It’s a shame that we get confused and tangled in discussions about the Tetragrammaton and its varied manifestations in Jehovah, Yahweh, and the like, not to mention its translation in some versions as LORD, because those four consonants belt out the existence and eternity of God. While many of those discussions are necessary, no one less the the Lord Jesus restores the divine essence in the name with his shocker to the Jews, “I tell you the solemn truth, before Abraham came into existence, I am!” (John 8:58 NET). Not to mention his seven I-AMs in the gospel of John, stars that orbit (this is spiritual astronomy) around the Center of the existential universe.
Speaking of John, his wonderful fixation on the I-AM and his love for threes in the book of Revelation lead him to open the book with the salutation that begins like this, “Grace and peace to you from ‘he who is,’ and who was, and who is still to come …” (Revelation 1:4). This extension of, or commentary on, the divine name I-AM reaches behind and forward beyond the time-bound horizons of human sight. For people who weren’t sure if they would see tomorrow, what a blessing to consider that name!
The divine name is not only a comfort, but a challenge. Jesus’ appropriation of the I-AM for himself exploded the Jews’ small concerns with genealogy and street-corner prayers. The sound of that name will cause us either to fall to our knees or bend down for a rock to throw (see John 8:59). Either we will buckle before the Eternal One or stiffen our necks against the Verily-Verily of the Ages.
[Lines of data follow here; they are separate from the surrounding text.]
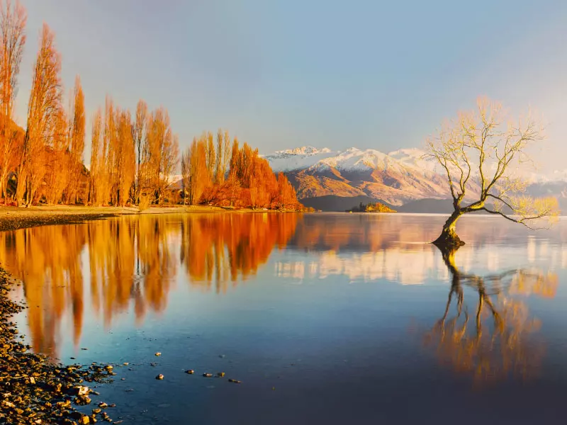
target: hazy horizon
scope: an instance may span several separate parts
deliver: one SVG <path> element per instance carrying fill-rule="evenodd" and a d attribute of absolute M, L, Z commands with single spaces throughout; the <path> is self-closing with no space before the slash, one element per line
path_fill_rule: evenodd
<path fill-rule="evenodd" d="M 79 74 L 89 118 L 107 94 L 130 110 L 144 98 L 169 109 L 181 147 L 219 127 L 264 154 L 422 147 L 444 119 L 486 95 L 515 115 L 529 107 L 542 115 L 549 153 L 537 159 L 565 168 L 563 2 L 21 2 L 21 125 L 45 21 L 65 93 Z M 87 163 L 90 131 L 89 119 Z"/>

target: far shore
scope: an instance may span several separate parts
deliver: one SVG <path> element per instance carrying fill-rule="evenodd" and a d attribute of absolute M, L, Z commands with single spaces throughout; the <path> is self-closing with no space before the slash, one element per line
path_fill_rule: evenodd
<path fill-rule="evenodd" d="M 129 215 L 173 213 L 278 212 L 276 210 L 230 209 L 207 205 L 155 206 L 140 210 L 137 207 L 89 207 L 40 205 L 28 208 L 0 206 L 0 232 L 47 225 L 64 225 Z M 291 212 L 291 211 L 290 211 Z"/>

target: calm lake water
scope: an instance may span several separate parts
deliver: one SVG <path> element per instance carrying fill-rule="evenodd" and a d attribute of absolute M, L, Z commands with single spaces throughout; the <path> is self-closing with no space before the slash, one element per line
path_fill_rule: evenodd
<path fill-rule="evenodd" d="M 567 221 L 466 217 L 444 258 L 444 220 L 121 217 L 0 233 L 0 263 L 35 351 L 130 363 L 99 388 L 125 424 L 559 423 Z"/>

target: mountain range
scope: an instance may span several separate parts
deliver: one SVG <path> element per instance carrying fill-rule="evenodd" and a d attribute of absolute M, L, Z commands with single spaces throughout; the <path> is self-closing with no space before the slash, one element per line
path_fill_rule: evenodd
<path fill-rule="evenodd" d="M 274 172 L 282 171 L 288 176 L 305 205 L 327 205 L 335 198 L 332 208 L 319 209 L 344 210 L 358 204 L 353 201 L 361 199 L 379 200 L 395 208 L 417 200 L 450 198 L 447 178 L 441 166 L 417 148 L 385 154 L 371 149 L 350 147 L 334 152 L 305 146 L 264 157 Z M 529 183 L 529 194 L 555 196 L 560 205 L 567 206 L 567 172 L 521 174 Z M 478 193 L 477 181 L 473 176 L 469 185 L 472 196 Z M 315 198 L 321 197 L 326 198 L 316 202 Z M 444 205 L 447 203 L 437 203 Z"/>

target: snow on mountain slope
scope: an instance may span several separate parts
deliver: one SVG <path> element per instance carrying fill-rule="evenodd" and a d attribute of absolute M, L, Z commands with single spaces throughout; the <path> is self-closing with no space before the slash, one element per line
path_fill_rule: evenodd
<path fill-rule="evenodd" d="M 385 154 L 372 149 L 350 147 L 332 152 L 305 146 L 264 157 L 274 171 L 287 174 L 300 198 L 366 196 L 398 205 L 417 199 L 450 198 L 444 170 L 425 154 L 417 148 Z M 487 164 L 485 169 L 493 171 L 493 165 Z M 472 171 L 467 186 L 468 193 L 474 196 L 480 187 L 478 170 Z M 567 171 L 543 174 L 520 168 L 510 171 L 539 186 L 566 183 L 567 191 Z"/>
<path fill-rule="evenodd" d="M 326 147 L 319 149 L 313 146 L 303 146 L 277 151 L 269 155 L 264 155 L 264 157 L 269 162 L 271 169 L 277 173 L 309 168 L 321 159 L 335 154 L 335 152 Z"/>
Because the I-AM is not stasis but movement. While he is the Unchanging and Unchangeable One, he is not the Mexico City fog that hangs over the bowl of the world and does nothing, goes nowhere. This I-AM is also the one who descended and ascended, gave gifts to mankind, who, says John, loved us and proved it by freeing us and setting us up as a kingdom (Revelation 1:5.6). He is the one who is ever planning and executing one visitation after another in judgment and redemption (v. 7), until that final coming with angels and clouds. The I-AM is power in motion, force in action, energy with shape and form and direction (v. 8).
What a relief that this name never goes out of style!